OHA Ceramic Electret for Vibration Energy Harvesting

With a motivation for developing oxy-hydroxyapatite (OHA) ceramic-electret applicable to vibration energy harvesting, the poling characteristics of OHA ceramics were investigated in terms of microstructure using thermally stimulated depolarization current (TSDC). OHA is a hydroxyapatite (Ca10(PO4)6(OH)2)-derivative material, in which the OH- ions are partially substituted by O2- ions and vacancies (Ca10(PO4)6(OH)2-xOx/2). Patterned electret using 14-mm diameter OHA ceramic was prototyped with stripe-shaped electrodes, which serve as the electrostatic shield on the surfaces. The relationship between surface potential and the pattern width of the electrodes was experimentally examined, and the power generation characteristics were investigated.

Development of Rotational Electret Energy Harvester Using Print Circuit Board

An improved 1-D electrostatic model is proposed for rotational electret energy harvester (EH). A test bench for rotational electret EH is developed, and the experimental data are compared with the prediction using the present model. A low-profile rotational electret EH is designed and prototyped using cost-effective PCBs. Ball bearings are used for the rotational support of a stainless steel rotor. In the rotational electret EH prototype with an air gap of 200µm, the output power of 80 µW is obtained at 2 rps.

A Dynamic Model of Arm-Equipped Rotational Energy Harvester During Human Locomotion

A dynamic model of arm-equipped rotational energy harvester (EH) during human walking is proposed. The model describes realistic arm swing based on a two link with shoulder and elbow joints rotation, and includes the electro-mechanical coupling with a rotational electret EH. It is found that output power around 77 µW can be obtained with a rotational electret EH at the walking speed of 1.22 m/s, with minimum outpour power of 40µW. Optimum design of rotational electret EH for human walking can be made with this type of model.

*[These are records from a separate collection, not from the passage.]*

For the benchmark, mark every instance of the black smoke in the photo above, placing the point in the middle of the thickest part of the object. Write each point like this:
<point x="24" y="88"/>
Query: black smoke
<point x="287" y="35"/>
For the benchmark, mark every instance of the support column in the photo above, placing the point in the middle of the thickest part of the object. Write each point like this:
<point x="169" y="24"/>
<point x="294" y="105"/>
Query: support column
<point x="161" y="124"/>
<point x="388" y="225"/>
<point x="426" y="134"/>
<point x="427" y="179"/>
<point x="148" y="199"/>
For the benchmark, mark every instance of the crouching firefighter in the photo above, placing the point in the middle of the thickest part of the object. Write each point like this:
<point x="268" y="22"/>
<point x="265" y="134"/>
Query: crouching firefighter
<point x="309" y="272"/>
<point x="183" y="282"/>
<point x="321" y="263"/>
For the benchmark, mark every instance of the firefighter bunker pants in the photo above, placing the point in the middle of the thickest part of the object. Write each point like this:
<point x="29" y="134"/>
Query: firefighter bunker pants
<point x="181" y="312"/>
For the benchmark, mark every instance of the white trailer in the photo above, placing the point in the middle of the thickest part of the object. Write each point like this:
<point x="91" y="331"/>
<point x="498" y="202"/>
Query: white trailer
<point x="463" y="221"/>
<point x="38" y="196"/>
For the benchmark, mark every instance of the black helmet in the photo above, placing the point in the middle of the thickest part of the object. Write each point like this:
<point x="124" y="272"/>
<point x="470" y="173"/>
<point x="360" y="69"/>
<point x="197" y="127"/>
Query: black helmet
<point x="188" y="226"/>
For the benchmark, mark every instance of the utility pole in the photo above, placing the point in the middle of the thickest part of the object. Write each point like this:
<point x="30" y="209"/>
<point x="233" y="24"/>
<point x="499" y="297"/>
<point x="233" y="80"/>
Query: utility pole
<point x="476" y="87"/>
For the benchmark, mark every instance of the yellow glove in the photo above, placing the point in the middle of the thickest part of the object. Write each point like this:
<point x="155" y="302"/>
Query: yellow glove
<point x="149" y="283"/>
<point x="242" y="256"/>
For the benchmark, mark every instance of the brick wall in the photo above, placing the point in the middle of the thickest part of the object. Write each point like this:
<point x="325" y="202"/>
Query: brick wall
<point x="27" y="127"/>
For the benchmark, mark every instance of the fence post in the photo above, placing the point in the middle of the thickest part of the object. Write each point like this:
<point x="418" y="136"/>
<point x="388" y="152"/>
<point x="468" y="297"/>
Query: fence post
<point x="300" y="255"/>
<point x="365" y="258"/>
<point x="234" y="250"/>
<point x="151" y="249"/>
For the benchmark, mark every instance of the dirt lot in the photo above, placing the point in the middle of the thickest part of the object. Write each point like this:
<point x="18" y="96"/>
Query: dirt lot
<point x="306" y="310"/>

Development of a MEMS-based electro-rheological microfinger system with an alternating pressure source

This paper presents a novel MEMS-based electro-rheological (ER) microfinger system with an alternating pressure source for multiple microactuator systems. Based on rectifying alternating flow by the ER microvalves, the ER microfinger system enables half number and small size of supply and return pipes, which is suitable for multiple microactuator systems. The MEMS-based finger part was realized by newly developed PDMS micromolding process featuring high-aspect-ratio and three-dimensional structures. This is the first time demonstration of bi-directional, large-displacement of 1.1 mm and high-speed (rise time of 1.1 s) bending motion of the fabricated 1.6-mm long ER microfinger.